2080Ti got ERR soon after starting DL training

My 2080Ti got ERR in the “nvidia-smi” status soon after starting DL training.
Sometime the first one, and at the other time second one.

Do you think this comes from the Micron GDDR6 VRAM issue ?

I’m using the latest driver, CUDA10 and CUDNN 7.4.2 with Pytorch and Keras with Tensorflow-backend.

±----------------------------------------------------------------------------+
| NVIDIA-SMI 415.25 Driver Version: 415.25 CUDA Version: 10.0 |
|-------------------------------±---------------------±---------------------+
| GPU Name Persistence-M| Bus-Id Disp.A | Volatile Uncorr. ECC |
| Fan Temp Perf Pwr:Usage/Cap| Memory-Usage | GPU-Util Compute M. |
|===============================+======================+======================|
| 0 GeForce RTX 208… On | 00000000:01:00.0 Off | N/A |
|ERR! 44C P2 ERR! / 260W | 10MiB / 10989MiB | 0% Default |
±------------------------------±---------------------±---------------------+
| 1 GeForce RTX 208… On | 00000000:02:00.0 Off | N/A |
| 40% 31C P8 11W / 260W | 10MiB / 10989MiB | 0% Default |
±------------------------------±---------------------±---------------------+

±----------------------------------------------------------------------------+
| NVIDIA-SMI 415.25 Driver Version: 415.25 CUDA Version: 10.0 |
|-------------------------------±---------------------±---------------------+
| GPU Name Persistence-M| Bus-Id Disp.A | Volatile Uncorr. ECC |
| Fan Temp Perf Pwr:Usage/Cap| Memory-Usage | GPU-Util Compute M. |
|====================+======================+======================|
| 0 GeForce RTX 208… On | 00000000:01:00.0 Off | N/A |
| 41% 41C P2 51W / 260W | 2605MiB / 10989MiB | 0% Default |
±------------------------------±---------------------±---------------------+
| 1 GeForce RTX 208… On | 00000000:02:00.0 Off | N/A |
|ERR! 42C P2 ERR! / 260W | 905MiB / 10989MiB | 0% Default |
±------------------------------±---------------------±---------------------+

Use cuda-memtest and gpu-burn to test them.
Please run nvidia-bug-report.sh as root and attach the resulting .gz file to your post. Hovering the mouse over an existing post of yours will reveal a paperclip icon.
https://devtalk.nvidia.com/default/topic/1043347/announcements/attaching-files-to-forum-topics-posts/

Thanks for the comment.

I ran gpu-burn.

I checked four 2080ti of mine one by one.

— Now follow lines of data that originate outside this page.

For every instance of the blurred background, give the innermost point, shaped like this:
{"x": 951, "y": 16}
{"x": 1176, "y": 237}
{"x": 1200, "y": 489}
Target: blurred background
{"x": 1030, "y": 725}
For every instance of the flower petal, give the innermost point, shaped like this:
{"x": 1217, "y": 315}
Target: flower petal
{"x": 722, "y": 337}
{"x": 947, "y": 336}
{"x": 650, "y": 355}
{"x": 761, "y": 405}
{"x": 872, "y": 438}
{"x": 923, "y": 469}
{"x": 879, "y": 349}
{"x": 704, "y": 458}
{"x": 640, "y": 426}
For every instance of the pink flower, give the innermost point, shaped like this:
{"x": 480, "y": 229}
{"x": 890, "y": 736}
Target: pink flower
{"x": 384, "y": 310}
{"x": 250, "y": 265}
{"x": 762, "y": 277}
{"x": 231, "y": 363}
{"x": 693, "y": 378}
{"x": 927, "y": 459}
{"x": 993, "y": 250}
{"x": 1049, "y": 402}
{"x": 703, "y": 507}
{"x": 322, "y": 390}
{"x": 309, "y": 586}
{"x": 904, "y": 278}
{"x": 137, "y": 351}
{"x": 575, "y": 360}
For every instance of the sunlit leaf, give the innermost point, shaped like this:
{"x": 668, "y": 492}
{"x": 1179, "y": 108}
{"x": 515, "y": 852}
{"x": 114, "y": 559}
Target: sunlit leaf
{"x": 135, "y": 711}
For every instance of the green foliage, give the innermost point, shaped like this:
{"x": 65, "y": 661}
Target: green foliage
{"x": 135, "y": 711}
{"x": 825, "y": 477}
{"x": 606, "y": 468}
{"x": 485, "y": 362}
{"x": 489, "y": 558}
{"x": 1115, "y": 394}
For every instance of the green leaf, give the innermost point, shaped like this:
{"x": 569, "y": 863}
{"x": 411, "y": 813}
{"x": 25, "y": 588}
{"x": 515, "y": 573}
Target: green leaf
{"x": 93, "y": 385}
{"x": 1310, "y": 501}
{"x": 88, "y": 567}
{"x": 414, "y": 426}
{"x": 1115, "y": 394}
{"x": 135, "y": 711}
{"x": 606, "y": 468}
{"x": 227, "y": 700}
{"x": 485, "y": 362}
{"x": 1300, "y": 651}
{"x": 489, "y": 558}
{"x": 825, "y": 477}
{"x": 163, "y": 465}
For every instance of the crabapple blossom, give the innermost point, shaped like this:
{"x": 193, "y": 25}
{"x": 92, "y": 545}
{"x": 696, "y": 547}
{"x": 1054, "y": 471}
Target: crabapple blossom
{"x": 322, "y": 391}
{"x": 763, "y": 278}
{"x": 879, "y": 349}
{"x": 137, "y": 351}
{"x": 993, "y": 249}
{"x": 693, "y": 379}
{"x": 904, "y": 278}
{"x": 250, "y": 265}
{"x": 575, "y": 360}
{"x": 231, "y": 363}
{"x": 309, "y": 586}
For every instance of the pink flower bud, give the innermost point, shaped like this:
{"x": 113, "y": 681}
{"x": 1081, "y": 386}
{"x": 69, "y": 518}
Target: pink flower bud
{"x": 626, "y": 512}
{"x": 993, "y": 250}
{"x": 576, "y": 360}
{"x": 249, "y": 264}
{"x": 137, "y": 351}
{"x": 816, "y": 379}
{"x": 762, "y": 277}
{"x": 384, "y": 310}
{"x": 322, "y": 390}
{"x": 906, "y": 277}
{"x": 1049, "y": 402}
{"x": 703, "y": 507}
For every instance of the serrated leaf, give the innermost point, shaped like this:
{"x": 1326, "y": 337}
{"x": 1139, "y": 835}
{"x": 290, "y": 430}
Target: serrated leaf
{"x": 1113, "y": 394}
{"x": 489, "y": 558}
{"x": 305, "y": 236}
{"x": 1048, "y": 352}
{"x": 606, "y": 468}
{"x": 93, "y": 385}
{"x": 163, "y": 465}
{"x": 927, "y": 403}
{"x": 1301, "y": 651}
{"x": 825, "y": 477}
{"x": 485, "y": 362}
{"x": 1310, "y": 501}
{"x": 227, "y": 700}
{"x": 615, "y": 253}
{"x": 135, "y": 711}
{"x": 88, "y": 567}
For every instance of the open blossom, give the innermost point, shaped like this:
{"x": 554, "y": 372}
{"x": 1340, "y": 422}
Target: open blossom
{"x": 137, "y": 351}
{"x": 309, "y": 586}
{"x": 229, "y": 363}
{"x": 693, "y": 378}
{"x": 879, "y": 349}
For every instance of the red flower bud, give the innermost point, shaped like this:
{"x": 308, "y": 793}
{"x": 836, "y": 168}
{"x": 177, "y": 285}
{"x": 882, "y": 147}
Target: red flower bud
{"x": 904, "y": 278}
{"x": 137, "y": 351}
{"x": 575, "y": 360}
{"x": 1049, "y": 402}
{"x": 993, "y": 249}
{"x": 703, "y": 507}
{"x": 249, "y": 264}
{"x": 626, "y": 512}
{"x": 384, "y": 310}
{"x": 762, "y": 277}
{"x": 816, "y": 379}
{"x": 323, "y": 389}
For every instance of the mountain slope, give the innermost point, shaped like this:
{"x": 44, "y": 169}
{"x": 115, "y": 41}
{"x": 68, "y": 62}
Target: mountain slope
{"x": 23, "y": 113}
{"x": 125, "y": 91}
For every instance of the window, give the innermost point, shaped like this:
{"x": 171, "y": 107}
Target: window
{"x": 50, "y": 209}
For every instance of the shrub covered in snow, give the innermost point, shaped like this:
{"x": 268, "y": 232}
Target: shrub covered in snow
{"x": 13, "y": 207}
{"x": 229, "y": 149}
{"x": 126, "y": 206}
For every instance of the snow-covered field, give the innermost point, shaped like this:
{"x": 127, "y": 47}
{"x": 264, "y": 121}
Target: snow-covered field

In addition, I added nvidia-bug-report.sh.gz to this thread.
(The first and second logs were recorded under the two-GPU setting, and the third one was recorded after
booting with only No.4 GPU.)

I hope this information helps investigate the causes of the GPU problem.


For 2080TI no.1
(After reaching 70C, errors happened.)

GPU 0: GeForce RTX 2080 Ti (UUID: GPU-e63b2eba-1c12-2cc8-8203-cccb8c25ee44)
10.8% proc’d: 9030 (12497 Gflop/s) errors: 0 temps: 56 C
Summary at: Fri Jan 25 18:10:37 JST 2019

21.7% proc’d: 18662 (12408 Gflop/s) errors: 0 temps: 60 C
Summary at: Fri Jan 25 18:10:50 JST 2019

32.5% proc’d: 27692 (12402 Gflop/s) errors: 0 temps: 62 C
Summary at: Fri Jan 25 18:11:03 JST 2019

43.3% proc’d: 37324 (12322 Gflop/s) errors: 0 temps: 65 C
Summary at: Fri Jan 25 18:11:16 JST 2019

53.3% proc’d: 45752 (12282 Gflop/s) errors: 0 temps: 66 C
Summary at: Fri Jan 25 18:11:28 JST 2019

64.2% proc’d: 55384 (12275 Gflop/s) errors: 0 temps: 68 C
Summary at: Fri Jan 25 18:11:41 JST 2019

75.0% proc’d: 64414 (12258 Gflop/s) errors: 0 temps: 69 C
Summary at: Fri Jan 25 18:11:54 JST 2019

85.8% proc’d: 73444 (12187 Gflop/s) errors: 36 (WARNING!) temps: 70 C
Summary at: Fri Jan 25 18:12:07 JST 2019

96.7% proc’d: 83076 (12180 Gflop/s) errors: 22 (WARNING!) temps: 71 C
Summary at: Fri Jan 25 18:12:20 JST 2019

100.0% proc’d: 86086 (12165 Gflop/s) errors: 41 (WARNING!) temps: 71 C
Killing processes… done

Tested 1 GPUs:
GPU 0: FAULTY

For 2080Ti no.2
(After reaching 60C, errors happened.)

GPU 0: GeForce RTX 2080 Ti (UUID: GPU-650a6f70-3c29-0fa8-6837-e5adcad6a0b9)
10.8% proc’d: 9030 (12450 Gflop/s) errors: 0 temps: 45 C
Summary at: Fri Jan 25 18:42:02 JST 2019

21.7% proc’d: 18662 (12360 Gflop/s) errors: 0 temps: 51 C
Summary at: Fri Jan 25 18:42:15 JST 2019

32.5% proc’d: 27692 (12346 Gflop/s) errors: 0 temps: 54 C
Summary at: Fri Jan 25 18:42:28 JST 2019

43.3% proc’d: 37324 (12287 Gflop/s) errors: 0 temps: 57 C
Summary at: Fri Jan 25 18:42:41 JST 2019

53.3% proc’d: 45752 (13642 Gflop/s) errors: 80488701 (WARNING!) temps: 60 C
Summary at: Fri Jan 25 18:42:53 JST 2019

64.2% proc’d: 56588 (13650 Gflop/s) errors: 117371138 (WARNING!) temps: 60 C
Summary at: Fri Jan 25 18:43:06 JST 2019

75.0% proc’d: 66822 (13648 Gflop/s) errors: 2910964 (WARNING!) temps: 60 C
Summary at: Fri Jan 25 18:43:19 JST 2019

85.8% proc’d: 77056 (13641 Gflop/s) errors: 5792098 (WARNING!) temps: 72 C
Summary at: Fri Jan 25 18:43:32 JST 2019

96.7% proc’d: 87290 (13629 Gflop/s) errors: 37369313 (WARNING!) temps: 72 C
Summary at: Fri Jan 25 18:43:45 JST 2019

100.0% proc’d: 91504 (13629 Gflop/s) errors: 17788159 (WARNING!) temps: 72 C

For 2080Ti No.3
(When going up over 66C, error happened and the temperature suddenly got down. (sensor error ?))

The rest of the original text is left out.